We saw the general shape of the race a year ago in the polling- Sanders did very well with young people and independents.
Clinton did very well with black voters, Latino voters, women, older voters, and self-identified Democrats.
Those trends that first showed up in polling a year ago basically have not changed. Very few surprises have happened during this entire primary if you look at it through a lens of the demographics of the states voting.
Iowa and New Hampshire showed us Sanders's strength with young voters and independents in very white electorates. Nevada showed us for the first time that the demographics we were seeing in the polling would translate to the results in a relatively diverse electorate. South Carolina confirmed Clinton's strength with black voters that the Nevada results hinted at. Super Tuesday confirmed the demographic realities again, giving Clinton huge margins in states with large populations of black and/or Latino voters.
The same story has played out in essentially every contest. The demographics of the Democratic electorate give you a pretty good idea of how things are going to turn out. Adjust a bit for open vs closed, primary vs caucus, and you’ve got almost no surprises anywhere.
They say “demographics is destiny” and that was certainly true in this primary race.
Race was the number one determining factor in this primary. Age and Dem/Independent identification were the two other key ones. Gender was not as predictive, nor was ideology (some of Sanders’s strongest support came from voters calling themselves ‘moderate’ or ‘conservative’ in red states like West Virginia)
Bottom Line
Much of the "conventional wisdom" about this race is not true- Clinton did not win because of red states or because of moderate voters. Sanders did not do as well as he did because of large, enthusiastic turnout.
Sanders did not dominate in open primaries- he lost more than he won. Clinton didn’t have the rules “rigged” in her favor, either.

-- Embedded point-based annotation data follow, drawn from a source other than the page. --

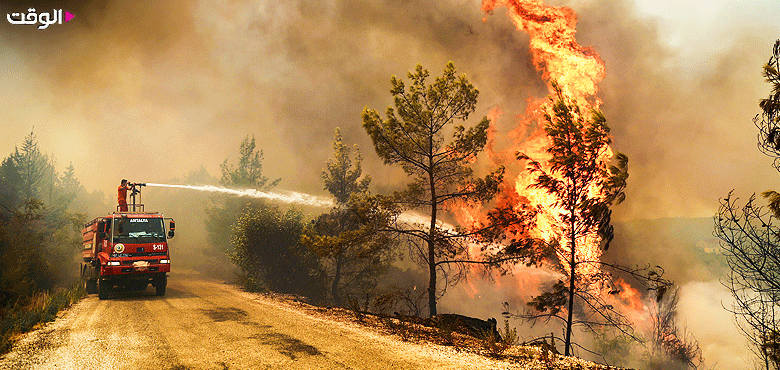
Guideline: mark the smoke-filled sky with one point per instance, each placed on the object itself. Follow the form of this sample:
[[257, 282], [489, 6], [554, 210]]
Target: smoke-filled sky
[[152, 90]]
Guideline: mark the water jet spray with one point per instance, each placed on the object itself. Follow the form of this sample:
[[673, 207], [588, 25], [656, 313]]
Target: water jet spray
[[285, 197]]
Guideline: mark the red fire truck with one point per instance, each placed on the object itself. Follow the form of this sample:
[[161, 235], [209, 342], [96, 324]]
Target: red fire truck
[[126, 250]]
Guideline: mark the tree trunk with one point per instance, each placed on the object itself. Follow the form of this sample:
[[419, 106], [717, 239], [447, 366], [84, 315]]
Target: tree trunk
[[572, 277], [334, 289], [431, 253]]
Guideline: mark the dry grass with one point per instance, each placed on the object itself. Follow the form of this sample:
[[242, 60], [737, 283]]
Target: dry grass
[[412, 329], [40, 308]]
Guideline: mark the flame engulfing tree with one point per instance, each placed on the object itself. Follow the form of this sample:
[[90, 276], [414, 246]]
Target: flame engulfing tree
[[413, 136], [750, 239], [577, 176], [349, 237]]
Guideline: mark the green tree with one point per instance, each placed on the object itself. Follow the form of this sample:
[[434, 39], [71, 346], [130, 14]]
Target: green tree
[[584, 189], [350, 236], [267, 247], [414, 136], [38, 235]]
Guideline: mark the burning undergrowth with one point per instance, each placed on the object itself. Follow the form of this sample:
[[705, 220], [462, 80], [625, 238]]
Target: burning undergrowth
[[557, 198]]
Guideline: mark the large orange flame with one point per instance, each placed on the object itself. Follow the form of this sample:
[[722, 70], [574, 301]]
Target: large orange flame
[[578, 71]]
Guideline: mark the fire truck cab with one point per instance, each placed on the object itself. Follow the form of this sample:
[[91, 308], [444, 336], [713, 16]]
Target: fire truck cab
[[126, 250]]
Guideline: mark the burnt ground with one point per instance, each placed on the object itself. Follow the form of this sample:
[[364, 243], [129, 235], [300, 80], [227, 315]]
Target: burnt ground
[[203, 324]]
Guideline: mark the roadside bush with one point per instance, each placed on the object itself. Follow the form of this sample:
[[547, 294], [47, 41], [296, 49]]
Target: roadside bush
[[267, 247], [43, 307]]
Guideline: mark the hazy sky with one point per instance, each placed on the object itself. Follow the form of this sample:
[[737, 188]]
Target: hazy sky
[[150, 91]]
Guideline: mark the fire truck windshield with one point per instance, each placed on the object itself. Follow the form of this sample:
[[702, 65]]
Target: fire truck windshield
[[138, 230]]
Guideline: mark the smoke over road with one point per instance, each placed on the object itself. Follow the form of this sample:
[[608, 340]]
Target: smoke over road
[[154, 89]]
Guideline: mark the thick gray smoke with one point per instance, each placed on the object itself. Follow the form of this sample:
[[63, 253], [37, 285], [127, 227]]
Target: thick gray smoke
[[151, 90]]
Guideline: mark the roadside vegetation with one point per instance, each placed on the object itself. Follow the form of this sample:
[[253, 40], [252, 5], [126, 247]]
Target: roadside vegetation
[[39, 239]]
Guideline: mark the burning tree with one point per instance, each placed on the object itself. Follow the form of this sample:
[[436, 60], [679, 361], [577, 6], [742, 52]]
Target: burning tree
[[583, 190], [750, 239], [349, 237], [414, 137]]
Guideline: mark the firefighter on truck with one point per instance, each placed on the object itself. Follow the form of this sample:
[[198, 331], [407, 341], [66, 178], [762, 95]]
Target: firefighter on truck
[[126, 249]]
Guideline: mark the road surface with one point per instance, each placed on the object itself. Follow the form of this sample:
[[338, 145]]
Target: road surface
[[202, 324]]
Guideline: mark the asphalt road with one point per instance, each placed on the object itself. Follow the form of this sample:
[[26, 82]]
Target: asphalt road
[[201, 324]]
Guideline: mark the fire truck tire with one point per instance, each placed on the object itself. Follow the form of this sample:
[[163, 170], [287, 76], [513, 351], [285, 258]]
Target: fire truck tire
[[160, 286], [104, 288]]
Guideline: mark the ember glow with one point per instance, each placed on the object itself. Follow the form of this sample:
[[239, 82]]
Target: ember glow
[[578, 71]]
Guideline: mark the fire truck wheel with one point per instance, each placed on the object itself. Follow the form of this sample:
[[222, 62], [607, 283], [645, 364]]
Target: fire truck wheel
[[160, 286], [104, 287], [90, 286]]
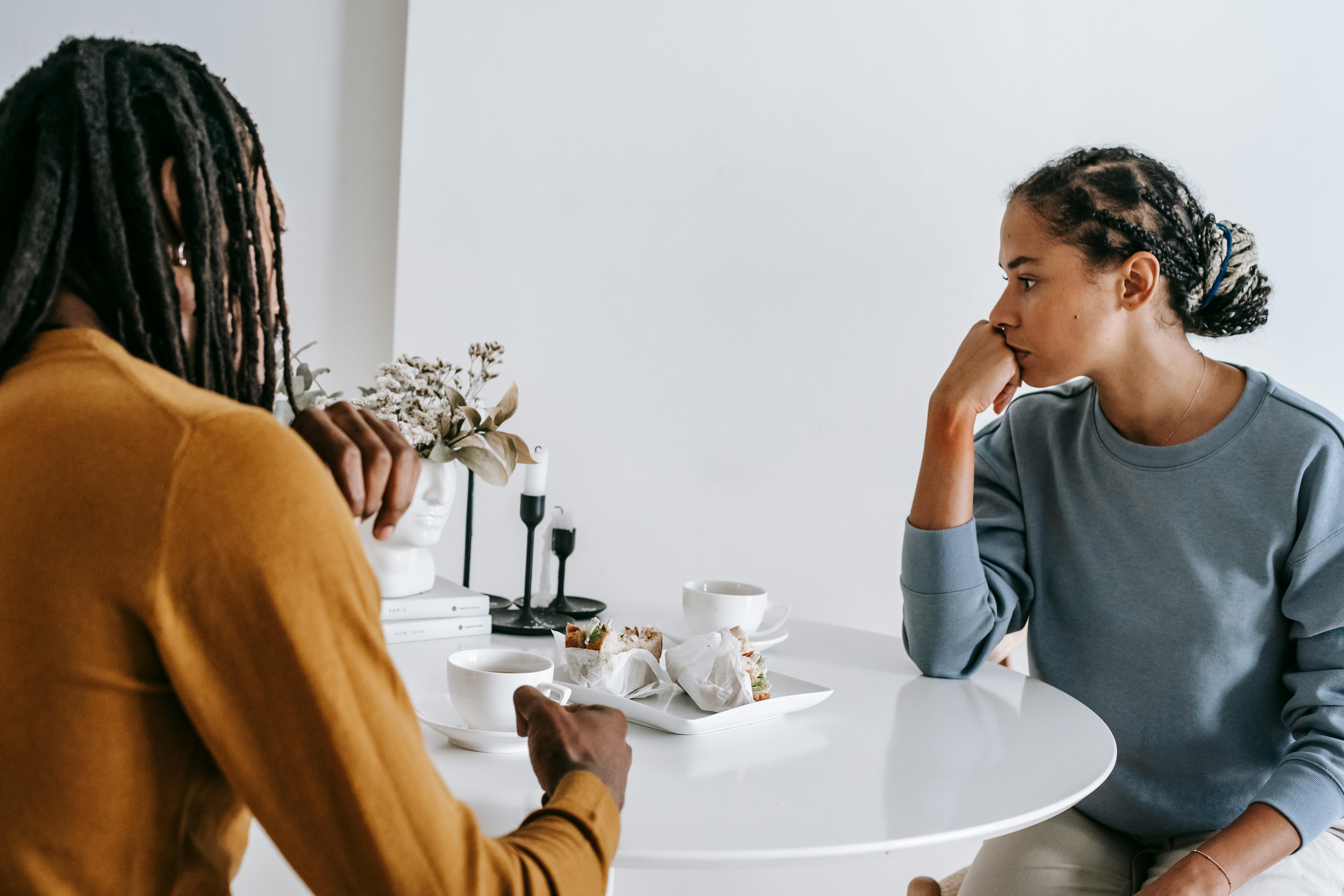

Clinton won her resounding victory because she built a broad and deep coalition of voters that represents the Democratic base. She won because she won the largest elections with the biggest turnout and the most diverse electorates. Sanders was buoyed by low turnout caucuses in small states with overwhelmingly white populations.
Hillary has won a powerful mandate from the base of the Democratic party, and won the nomination with a higher share of the popular vote in a primary contested through the end than any Democrat in history. Despite the concern trolling in the media, she now leads a Democratic party that is more unified behind her than we were at this point in 2008 behind Barack Obama.